[BioPython] Psyco JIT compiler for Python

Andrew Dalke dalke@dalkescientific.com
Sun, 12 Jan 2003 21:38:54 -0700


There was a post to c.l.py by Tim Churches on using Psyco for boosting
the performance of HMMs.  Psyco is a just-in-time compiler for Python.
Their paper on it is http://www.biomedcentral.com/1472-6947/2/9/ .

It says:
> HMM standardisation of one million address records on the PC platform
> took 14,061 seconds (234 minutes), or 5832 seconds (97 minutes) with the
> Psyco just-in-time Python compiler enabled [30].

This was interesting enough that I decided to give it a go myself against
the 'pairwise2' module.  The script is at the end.

Here's the numbers I got:
  Pure Python:       7.3 seconds
  Pure with Psyco:   3.7 seconds
  with cpairwise2:  14.5 seconds
  Psyco cpairwise2: 12.5 seconds

Yes, the C implementation is slower than the Python one for this
case, by a factor of 2!  I haven't figured out if it's because
of the parameters I chose or other reasons.

In any case, it does appear that Psyco gives about a factor of 2
speedup, which agrees with what was found in the HMM paper.  Very nice.

					Andrew
					dalke@dalkescientific.com


import random, time
from cStringIO import StringIO

from Bio import pairwise2
import psyco

def make_strings(n, freq):
    sio1 = StringIO()
    sio2 = StringIO()
    for i in range(n):
        if random.randrange(freq):
            c = random.choice("ATCG")
            sio1.write(c)
            sio2.write(c)
        else:
            sio1.write(random.choice("ATCG"))
            sio2.write(random.choice("ATCG"))

    return sio1.getvalue(), sio2.getvalue()
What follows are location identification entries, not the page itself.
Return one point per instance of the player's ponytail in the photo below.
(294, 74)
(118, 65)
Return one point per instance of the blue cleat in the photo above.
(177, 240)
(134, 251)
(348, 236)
# length 300, 80% similarity
s1, s2 = make_strings(300, 5)

print pairwise2._make_score_matrix_fast

t1 = time.clock()
pairwise2.align.globalxx(s1, s2)
t2 = time.clock()
print t2-t1

psyco.bind(pairwise2._align)
psyco.bind(pairwise2._make_score_matrix_fast)
psyco.bind(pairwise2._make_score_matrix_generic)
psyco.bind(pairwise2._find_start)
psyco.bind(pairwise2._recover_alignments)

t1 = time.clock()
pairwise2.align.globalxx(s1, s2)
t2 = time.clock()
print t2-t1